Getting Started with Hyperparameter Tuning

In this section, you will learn what is needed to get hyperparameter tuning up and running. We will look at an example where a deep learning language model is trained on natural language text.

What is Hyperparameter Tuning?

When solving a business problem with machine learning, there are parts which can be automated by spending compute resources, and other parts require human expert attention and choices to be made. By automating some of the more tedious parts of the latter, hyperparameter tuning shifts the needle between these cost factors. Like any other smart tool, it saves you time to concentrate on where your strengths really lie, and where you can create the most value.

At a high level, hyperparameter tuning finds configurations of a system which optimize a target metric (or several ones, as we will see later). We can try any configuration from a configuration space, but each evaluation of the system has a cost and takes time. The main challenge of hyperparameter tuning is to run as few trials as possible, so that total costs are minimal. Also, if possible, trials should be run in parallel, so that the total experiment time is minimal.

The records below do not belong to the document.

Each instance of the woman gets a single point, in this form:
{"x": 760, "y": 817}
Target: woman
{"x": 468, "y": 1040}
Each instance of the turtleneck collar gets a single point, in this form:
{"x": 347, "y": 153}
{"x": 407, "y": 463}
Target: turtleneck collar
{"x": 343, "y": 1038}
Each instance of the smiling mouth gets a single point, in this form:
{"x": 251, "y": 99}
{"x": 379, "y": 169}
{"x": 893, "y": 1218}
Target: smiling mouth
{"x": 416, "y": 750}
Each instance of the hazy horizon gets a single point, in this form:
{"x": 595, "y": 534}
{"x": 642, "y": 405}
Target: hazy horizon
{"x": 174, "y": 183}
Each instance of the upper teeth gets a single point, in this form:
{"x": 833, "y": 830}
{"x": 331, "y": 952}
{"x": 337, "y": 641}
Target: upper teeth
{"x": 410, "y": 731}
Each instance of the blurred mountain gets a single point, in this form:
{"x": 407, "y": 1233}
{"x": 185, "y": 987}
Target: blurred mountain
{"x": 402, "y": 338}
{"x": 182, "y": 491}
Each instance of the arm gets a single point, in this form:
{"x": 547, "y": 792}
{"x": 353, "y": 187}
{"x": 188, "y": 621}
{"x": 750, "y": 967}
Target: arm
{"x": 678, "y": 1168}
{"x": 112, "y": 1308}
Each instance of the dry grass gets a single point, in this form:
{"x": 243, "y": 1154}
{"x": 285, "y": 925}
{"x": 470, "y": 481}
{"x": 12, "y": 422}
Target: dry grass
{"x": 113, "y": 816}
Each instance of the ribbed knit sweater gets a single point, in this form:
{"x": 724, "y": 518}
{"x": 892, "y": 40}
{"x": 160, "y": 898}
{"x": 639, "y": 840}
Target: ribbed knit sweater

In this tutorial, we will mostly be focussed on making decisions and tuning free parameters in the context of training machine learning models on data, so their predictions can be used as part of a solution to a business problem. There are many other steps between the initial need and a deployed solution, such as understanding business requirements, collecting, cleaning and labeling data, monitoring and maintenance. Some of these can be addressed with automated tuning as well, others need different tools.

A common paradigm for decision-making and parameter tuning is to try a number of different configurations and select the best in the end.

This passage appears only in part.